The attraction for visitors is the opportunity to commune with livestock, petting some mohair attached to its original owner and, from a set of bleachers, watching some heavy udders at cow milkings scheduled three times a day. There are draft horses too. Of course draft horses and goats weren't common in a 1950s Minnesota family farm; but zoo officials took a page from politicians and put together focus groups. Zoo clients demanded goats and working horses for family farms. So the zookeepers put them in.

But the main event, the centerpiece, on this mid-century corporate-branded "family farm" is the world's first permanent exhibit of cloned cattle. Wisconsin company ABS Global, which first cloned cattle in 1997, has donated three Holsteins, Gene (a bull) and two heiffers, Cookies and Cream. Zoo officials hope the clones will be a big draw.

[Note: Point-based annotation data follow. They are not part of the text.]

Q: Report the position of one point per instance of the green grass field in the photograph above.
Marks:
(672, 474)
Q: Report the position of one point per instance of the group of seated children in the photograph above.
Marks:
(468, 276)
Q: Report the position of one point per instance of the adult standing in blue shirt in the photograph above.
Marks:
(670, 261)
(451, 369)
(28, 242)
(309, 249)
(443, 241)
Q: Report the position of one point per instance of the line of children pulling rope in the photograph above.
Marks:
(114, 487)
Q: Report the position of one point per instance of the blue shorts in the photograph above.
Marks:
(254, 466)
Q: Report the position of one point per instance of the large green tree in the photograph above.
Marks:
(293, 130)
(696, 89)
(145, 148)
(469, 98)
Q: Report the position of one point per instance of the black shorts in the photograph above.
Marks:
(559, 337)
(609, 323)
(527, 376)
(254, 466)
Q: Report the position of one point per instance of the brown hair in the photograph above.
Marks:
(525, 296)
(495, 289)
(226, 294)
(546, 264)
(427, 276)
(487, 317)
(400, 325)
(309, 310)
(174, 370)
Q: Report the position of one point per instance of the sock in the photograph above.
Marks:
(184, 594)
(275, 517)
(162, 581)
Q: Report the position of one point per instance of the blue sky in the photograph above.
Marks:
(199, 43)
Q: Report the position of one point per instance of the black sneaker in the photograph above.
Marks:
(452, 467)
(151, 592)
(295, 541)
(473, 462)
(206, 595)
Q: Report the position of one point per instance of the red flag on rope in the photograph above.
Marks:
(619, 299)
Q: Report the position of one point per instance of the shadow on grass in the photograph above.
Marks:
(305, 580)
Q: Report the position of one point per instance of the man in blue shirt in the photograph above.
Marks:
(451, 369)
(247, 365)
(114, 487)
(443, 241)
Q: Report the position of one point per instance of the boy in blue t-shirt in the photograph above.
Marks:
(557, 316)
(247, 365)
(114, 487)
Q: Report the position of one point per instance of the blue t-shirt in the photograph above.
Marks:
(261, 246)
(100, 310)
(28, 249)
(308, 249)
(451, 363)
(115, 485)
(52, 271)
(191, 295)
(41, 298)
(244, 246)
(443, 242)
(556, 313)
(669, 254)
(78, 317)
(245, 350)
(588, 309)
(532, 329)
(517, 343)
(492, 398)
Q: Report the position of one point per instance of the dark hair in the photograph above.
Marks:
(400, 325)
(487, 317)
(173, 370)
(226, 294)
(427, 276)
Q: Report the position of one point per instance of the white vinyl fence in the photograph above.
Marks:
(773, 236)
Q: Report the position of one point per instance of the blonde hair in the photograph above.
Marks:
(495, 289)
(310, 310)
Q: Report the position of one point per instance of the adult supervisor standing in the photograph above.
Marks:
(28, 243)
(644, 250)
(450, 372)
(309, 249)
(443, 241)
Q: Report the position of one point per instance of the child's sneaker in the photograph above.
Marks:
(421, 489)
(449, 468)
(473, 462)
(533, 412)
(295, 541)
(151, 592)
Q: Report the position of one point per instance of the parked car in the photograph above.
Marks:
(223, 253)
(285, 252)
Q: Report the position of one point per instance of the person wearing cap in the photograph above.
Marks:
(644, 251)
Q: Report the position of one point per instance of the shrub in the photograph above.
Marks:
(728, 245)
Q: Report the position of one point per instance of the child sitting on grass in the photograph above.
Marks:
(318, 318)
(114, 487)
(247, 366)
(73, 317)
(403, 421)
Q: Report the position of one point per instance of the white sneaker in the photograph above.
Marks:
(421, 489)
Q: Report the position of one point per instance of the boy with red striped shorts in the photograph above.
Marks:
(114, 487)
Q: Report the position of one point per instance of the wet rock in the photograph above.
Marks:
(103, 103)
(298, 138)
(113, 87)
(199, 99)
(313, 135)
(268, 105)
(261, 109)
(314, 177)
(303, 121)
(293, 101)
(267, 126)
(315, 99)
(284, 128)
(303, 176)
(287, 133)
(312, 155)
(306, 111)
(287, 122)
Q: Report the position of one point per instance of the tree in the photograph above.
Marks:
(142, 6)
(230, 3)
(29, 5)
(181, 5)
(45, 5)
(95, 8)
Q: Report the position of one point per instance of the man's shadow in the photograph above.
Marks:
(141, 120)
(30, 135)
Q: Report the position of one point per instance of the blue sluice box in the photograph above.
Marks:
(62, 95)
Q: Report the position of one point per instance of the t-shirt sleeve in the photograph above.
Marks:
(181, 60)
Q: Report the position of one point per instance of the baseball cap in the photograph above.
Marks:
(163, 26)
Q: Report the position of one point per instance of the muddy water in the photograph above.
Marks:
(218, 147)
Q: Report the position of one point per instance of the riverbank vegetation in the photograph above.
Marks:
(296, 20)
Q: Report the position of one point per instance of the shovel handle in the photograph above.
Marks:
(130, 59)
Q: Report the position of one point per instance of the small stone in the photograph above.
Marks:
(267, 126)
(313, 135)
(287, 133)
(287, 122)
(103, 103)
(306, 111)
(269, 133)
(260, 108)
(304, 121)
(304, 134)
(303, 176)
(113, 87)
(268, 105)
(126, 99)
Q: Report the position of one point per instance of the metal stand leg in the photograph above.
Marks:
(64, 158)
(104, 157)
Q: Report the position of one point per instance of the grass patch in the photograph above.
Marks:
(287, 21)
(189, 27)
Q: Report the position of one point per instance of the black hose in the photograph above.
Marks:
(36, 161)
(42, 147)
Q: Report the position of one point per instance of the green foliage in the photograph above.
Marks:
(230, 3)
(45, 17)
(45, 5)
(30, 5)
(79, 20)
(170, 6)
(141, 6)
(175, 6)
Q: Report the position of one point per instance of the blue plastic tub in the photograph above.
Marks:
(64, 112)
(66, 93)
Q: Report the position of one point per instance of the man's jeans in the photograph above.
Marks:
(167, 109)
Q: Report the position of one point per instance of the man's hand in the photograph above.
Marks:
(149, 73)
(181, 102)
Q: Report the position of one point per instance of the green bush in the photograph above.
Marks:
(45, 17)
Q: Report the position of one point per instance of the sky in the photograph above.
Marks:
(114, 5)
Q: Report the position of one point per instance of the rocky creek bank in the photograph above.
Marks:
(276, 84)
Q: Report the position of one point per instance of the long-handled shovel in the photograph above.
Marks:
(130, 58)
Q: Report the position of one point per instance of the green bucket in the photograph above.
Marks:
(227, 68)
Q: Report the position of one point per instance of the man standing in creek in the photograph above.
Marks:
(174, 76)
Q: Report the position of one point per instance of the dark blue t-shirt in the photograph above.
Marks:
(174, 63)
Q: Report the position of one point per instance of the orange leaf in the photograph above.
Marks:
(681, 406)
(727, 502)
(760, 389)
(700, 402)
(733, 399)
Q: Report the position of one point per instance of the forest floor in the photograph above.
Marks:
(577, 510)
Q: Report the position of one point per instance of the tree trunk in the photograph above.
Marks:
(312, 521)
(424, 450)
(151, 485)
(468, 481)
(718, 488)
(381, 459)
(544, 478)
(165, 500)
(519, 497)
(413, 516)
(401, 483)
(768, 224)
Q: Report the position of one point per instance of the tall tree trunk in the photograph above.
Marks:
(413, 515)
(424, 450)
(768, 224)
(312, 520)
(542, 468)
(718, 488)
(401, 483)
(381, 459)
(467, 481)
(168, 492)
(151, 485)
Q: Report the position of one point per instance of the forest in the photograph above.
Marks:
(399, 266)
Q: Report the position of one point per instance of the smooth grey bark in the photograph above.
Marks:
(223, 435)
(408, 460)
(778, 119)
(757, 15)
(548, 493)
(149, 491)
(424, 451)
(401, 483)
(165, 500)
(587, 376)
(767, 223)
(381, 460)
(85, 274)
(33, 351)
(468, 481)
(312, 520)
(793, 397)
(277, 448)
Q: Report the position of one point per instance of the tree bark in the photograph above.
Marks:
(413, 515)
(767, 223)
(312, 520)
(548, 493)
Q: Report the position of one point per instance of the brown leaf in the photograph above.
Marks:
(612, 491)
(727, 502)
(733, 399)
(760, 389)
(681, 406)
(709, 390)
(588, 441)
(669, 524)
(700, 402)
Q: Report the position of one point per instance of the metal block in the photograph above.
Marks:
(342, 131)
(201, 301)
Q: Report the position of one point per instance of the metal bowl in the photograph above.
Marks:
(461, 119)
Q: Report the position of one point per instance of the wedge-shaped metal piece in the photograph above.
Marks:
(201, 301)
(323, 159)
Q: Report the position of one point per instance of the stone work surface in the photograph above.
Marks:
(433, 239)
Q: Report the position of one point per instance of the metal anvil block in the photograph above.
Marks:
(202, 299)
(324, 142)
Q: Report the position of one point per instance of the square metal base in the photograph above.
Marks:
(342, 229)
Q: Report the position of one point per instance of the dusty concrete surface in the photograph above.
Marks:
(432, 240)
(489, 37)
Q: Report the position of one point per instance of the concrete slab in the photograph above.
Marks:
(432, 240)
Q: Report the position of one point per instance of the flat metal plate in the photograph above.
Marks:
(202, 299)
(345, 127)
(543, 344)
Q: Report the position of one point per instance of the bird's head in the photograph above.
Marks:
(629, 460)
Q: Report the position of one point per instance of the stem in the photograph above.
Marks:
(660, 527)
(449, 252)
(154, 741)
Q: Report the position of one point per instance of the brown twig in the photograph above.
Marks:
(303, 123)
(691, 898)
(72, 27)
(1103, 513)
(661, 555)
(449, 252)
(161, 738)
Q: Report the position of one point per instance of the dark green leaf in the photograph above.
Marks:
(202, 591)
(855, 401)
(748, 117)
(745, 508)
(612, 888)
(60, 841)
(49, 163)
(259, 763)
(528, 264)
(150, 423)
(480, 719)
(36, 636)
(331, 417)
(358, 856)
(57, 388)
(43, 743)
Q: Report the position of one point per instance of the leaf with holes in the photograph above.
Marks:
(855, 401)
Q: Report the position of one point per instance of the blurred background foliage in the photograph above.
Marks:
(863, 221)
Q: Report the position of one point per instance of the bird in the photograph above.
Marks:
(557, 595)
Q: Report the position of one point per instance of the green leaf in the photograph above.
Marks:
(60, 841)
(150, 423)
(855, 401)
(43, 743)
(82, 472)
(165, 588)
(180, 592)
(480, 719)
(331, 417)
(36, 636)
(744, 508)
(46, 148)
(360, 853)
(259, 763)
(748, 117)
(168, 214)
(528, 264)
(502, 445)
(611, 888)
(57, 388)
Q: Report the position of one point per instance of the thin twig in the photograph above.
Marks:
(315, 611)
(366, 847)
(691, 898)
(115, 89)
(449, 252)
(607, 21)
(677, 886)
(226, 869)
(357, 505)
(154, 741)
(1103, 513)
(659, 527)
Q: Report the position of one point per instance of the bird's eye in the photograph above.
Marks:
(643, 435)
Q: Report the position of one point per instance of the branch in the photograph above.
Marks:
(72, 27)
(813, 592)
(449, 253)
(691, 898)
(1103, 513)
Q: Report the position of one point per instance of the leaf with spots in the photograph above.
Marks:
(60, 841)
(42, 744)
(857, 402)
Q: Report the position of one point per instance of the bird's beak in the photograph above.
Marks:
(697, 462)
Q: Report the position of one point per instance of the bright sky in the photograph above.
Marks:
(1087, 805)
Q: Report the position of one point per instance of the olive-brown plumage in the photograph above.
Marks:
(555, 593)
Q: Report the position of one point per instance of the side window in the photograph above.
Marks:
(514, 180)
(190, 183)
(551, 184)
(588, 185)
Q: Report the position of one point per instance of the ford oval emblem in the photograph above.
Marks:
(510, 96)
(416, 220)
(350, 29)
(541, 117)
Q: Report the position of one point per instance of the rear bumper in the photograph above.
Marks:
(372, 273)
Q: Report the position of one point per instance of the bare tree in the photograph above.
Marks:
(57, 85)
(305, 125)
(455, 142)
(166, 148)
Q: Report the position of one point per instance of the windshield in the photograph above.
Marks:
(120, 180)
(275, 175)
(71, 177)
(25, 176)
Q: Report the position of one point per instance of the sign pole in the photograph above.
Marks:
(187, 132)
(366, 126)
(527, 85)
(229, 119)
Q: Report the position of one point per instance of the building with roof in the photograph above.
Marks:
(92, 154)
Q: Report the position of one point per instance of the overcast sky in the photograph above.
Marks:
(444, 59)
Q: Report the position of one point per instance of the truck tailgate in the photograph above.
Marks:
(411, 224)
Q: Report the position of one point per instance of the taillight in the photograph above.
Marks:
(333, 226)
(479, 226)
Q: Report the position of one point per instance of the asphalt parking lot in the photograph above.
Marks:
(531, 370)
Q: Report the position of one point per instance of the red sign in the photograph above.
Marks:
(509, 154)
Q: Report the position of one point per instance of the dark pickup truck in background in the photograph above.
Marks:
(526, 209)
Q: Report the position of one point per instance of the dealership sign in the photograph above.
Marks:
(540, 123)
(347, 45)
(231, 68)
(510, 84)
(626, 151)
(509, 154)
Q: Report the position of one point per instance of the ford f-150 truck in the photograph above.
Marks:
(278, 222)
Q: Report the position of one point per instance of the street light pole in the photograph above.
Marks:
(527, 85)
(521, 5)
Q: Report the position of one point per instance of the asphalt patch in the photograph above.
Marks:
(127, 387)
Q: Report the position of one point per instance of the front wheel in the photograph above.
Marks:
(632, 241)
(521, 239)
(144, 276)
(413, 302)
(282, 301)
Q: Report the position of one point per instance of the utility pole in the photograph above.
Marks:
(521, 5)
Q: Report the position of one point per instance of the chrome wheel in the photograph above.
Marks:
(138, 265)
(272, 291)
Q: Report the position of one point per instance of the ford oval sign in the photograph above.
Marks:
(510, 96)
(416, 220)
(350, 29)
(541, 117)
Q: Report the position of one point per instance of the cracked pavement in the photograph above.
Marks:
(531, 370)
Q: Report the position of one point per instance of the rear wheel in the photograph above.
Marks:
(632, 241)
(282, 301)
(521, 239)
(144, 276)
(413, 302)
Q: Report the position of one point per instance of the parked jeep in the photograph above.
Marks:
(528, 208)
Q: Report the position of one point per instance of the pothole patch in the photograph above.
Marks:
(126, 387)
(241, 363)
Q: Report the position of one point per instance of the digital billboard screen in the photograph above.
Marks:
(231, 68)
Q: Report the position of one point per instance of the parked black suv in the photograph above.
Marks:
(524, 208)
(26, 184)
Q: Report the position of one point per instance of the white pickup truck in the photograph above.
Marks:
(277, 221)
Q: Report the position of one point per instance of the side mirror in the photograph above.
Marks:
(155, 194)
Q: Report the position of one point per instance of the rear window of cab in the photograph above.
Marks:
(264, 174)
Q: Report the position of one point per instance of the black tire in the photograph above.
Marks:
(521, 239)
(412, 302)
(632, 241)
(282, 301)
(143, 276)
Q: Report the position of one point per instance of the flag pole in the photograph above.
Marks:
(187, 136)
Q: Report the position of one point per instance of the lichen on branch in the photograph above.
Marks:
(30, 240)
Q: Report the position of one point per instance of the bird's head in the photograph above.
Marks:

Nice of ABS to let its old experiments retire in the limelight; but what's the point of putting these animals on display for thousands of non-farmers to see ... at the zoo ... on an idealized "family farm" that never existed anywhere but on television?

It could be to make an unhappy public more comfortable with biotech by confusing them. What are cloned cattle doing on a 1950s farm? The mix up is this: Consumers are being told that cloning fits with their idealized notion of a family farm. Since the "Wells Fargo Family Farm" is probably as close as many suburbanites ever get to where their food comes from, consumers remain happily ignorant of the contradiction: Gene, Cookies, and Cream - no matter how sweet their demeanor - are creations of a factory farming system that is destroying real family producers.

But only a few zoo visitors will pick up on this while, sadly, many more may walk away without much clarity on how the exhibit relates to family farming reality.